Did you know that long, long before the advent of the ultrasound tests, the ancient Egyptians already had a way of determining the sex of the child in the mother’s womb? And the process is not complicated.

 

 

“As documented in the medical papyri, urine test was used in ancient Egypt to determine if the woman was pregnant. The physician priest soaked barley and wheat seeds in the urine of the woman. If the seeds grew, the woman is 100-percent sure pregnant.”

But the ancient Egyptians did not only stop there. They went further in determining the sex of the child in the mother’s womb.

“On the seventh month of pregnancy, wheat and barley seeds would be put again in a container with the urine of the pregnant woman. If the barley grew faster and taller than the wheat, 100-percent sure, the child would be a boy. And vice versa,” Shereen explained while pointing to the writings on a wall of Kom Ombo Temple.

Even the term “Caesarian” is attributed to Cleopatra’s giving birth to Caesarion, her child with Julius Caesar. She did not give birth the natural way but through Caesarian, which, in ancient Egyptian, meant “cutting of the wall.”

Cleopatra (formally know as Cleopatra VII) was the fiercest, most beautiful and most powerful queen of Egypt during the Ptolemaic era. According to Shereen, Cleopatra is not well revered among the Egyptians of today because “she was not pure Egyptian, she was part Greek.”

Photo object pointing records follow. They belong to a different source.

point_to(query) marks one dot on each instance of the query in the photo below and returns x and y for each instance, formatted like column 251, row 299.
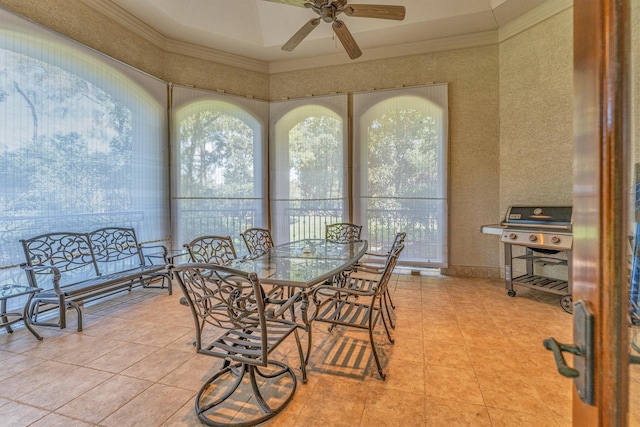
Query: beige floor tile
column 16, row 414
column 519, row 398
column 152, row 407
column 453, row 383
column 18, row 364
column 55, row 420
column 505, row 418
column 192, row 374
column 158, row 364
column 32, row 379
column 121, row 358
column 452, row 413
column 57, row 393
column 392, row 407
column 464, row 354
column 104, row 399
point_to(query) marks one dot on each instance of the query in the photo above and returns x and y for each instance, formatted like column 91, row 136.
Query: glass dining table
column 303, row 263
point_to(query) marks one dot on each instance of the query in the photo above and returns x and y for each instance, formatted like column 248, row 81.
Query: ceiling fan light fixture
column 328, row 11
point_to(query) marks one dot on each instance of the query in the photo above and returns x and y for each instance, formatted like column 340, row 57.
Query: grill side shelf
column 542, row 259
column 534, row 281
column 555, row 286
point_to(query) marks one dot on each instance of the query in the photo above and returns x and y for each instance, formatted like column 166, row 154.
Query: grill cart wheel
column 566, row 302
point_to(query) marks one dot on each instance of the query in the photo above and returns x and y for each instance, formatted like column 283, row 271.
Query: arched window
column 400, row 170
column 308, row 166
column 220, row 185
column 82, row 141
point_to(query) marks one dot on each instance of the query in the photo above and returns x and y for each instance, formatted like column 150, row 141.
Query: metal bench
column 71, row 268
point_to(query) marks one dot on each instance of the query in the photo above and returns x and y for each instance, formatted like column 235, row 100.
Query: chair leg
column 387, row 303
column 215, row 413
column 375, row 352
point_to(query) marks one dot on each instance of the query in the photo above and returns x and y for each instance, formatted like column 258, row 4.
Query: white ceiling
column 256, row 29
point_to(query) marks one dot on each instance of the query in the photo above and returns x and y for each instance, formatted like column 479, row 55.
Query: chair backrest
column 343, row 232
column 390, row 264
column 232, row 301
column 258, row 240
column 399, row 240
column 211, row 249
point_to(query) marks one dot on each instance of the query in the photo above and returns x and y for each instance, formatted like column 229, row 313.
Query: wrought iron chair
column 357, row 305
column 371, row 266
column 232, row 322
column 343, row 232
column 257, row 240
column 211, row 249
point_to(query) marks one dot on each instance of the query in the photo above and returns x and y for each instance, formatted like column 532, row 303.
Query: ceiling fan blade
column 299, row 3
column 300, row 35
column 375, row 11
column 346, row 39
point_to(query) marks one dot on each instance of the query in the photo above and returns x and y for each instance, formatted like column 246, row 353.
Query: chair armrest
column 160, row 251
column 329, row 289
column 373, row 254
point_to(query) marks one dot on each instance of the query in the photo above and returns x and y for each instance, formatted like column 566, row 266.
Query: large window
column 83, row 142
column 220, row 184
column 308, row 160
column 400, row 183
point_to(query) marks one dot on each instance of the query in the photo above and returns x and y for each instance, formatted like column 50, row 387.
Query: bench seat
column 72, row 268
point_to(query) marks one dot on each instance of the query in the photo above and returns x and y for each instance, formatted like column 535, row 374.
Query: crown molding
column 532, row 18
column 130, row 22
column 133, row 24
column 406, row 49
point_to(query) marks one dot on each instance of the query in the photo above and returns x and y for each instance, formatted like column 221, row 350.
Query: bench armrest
column 151, row 252
column 31, row 271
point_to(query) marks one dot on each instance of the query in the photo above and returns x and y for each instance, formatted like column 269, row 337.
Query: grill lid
column 539, row 217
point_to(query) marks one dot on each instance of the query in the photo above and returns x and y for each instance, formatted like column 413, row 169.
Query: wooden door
column 600, row 200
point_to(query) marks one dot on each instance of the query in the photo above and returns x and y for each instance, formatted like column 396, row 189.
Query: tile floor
column 465, row 354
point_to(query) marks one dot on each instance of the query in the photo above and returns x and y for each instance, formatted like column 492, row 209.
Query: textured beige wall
column 76, row 20
column 472, row 75
column 536, row 114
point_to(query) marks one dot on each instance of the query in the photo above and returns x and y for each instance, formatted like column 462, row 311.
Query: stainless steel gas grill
column 545, row 233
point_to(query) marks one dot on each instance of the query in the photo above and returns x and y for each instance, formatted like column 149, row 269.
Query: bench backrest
column 116, row 249
column 70, row 253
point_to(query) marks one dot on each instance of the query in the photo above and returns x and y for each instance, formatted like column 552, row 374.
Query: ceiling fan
column 329, row 10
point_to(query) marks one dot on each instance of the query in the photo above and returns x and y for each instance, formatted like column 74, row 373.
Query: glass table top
column 303, row 263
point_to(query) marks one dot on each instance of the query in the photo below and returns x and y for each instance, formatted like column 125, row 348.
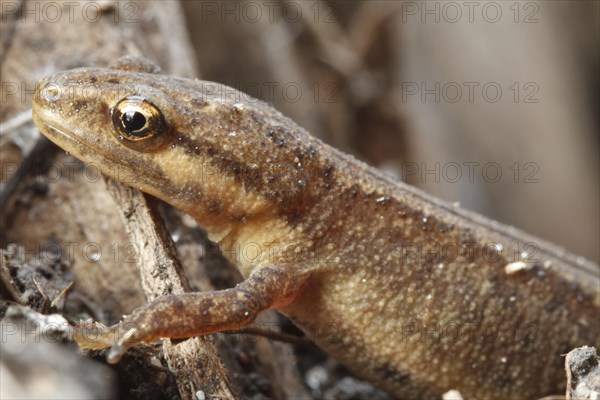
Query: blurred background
column 490, row 104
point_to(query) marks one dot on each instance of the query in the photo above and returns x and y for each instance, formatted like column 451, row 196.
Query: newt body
column 414, row 294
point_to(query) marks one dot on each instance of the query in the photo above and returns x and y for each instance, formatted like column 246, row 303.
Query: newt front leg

And search if you may the whole of Egypt, you will hardly find a statue of Cleopatra because her images were destroyed, defaced and dismantled in all the temples that bore them as ordered by a jilted Roman leader named Octavius, according to Shereen’s account.

Because the medical science is believed to have been started by the Egyptians, Shereen also explained that the logo of “Rx” to denote medical prescription has its history traced back in Egypt. At the Kom Ombo Temple, the original script is still on the wall, accompanied by hieroglyphs that tell the mythological story of god Horus as the first ever eye patient.   

According to Shereen, in Egyptian mythology, main gods Isis and Osiris had a son named Horus. Horus had an evil uncle named Seth who killed Osiris. Avenging his father’s death, Horus fought with Seth and during their duel, Seth plucked out Horus’ left eye and tore it apart.

Thot, god of wisdom and magic, searched for the eye, pieced it together and gave it back to Horus, who, in turn, offered it to his father Osiris so he would come back to life.

“From then on, the Eye of Horus became a powerful symbol in ancient Egypt. It was worn as an amulet to invite good health and ward off evil spirits,” says Shereen.

The Eye of Horus on the wall of Kom Ombo is shown as a human eye with an eyebrow and a falcon under the eye since Horus had the head of a falcon. When the whole script is seen from a mirror image, it forms the symbol “Rx.” Shereen can only guess that it then became the pharmacist’s symbol of prescription to denote security of health.

“After all, pharmacy is from the Egyptian word ‘pharmaki,’ meaning ‘bestower of security’,” ends Shereen.

To cruise the Nile River is to discover that the ancient world of Egypt is a mind-boggling modern civilization. Kom Ombo’s contribution to its country’s history is perhaps the “most modern” in its ancient treasure trove that has vestiges of modern science on its record.

These and more are written on the walls of Kom Ombo Temple.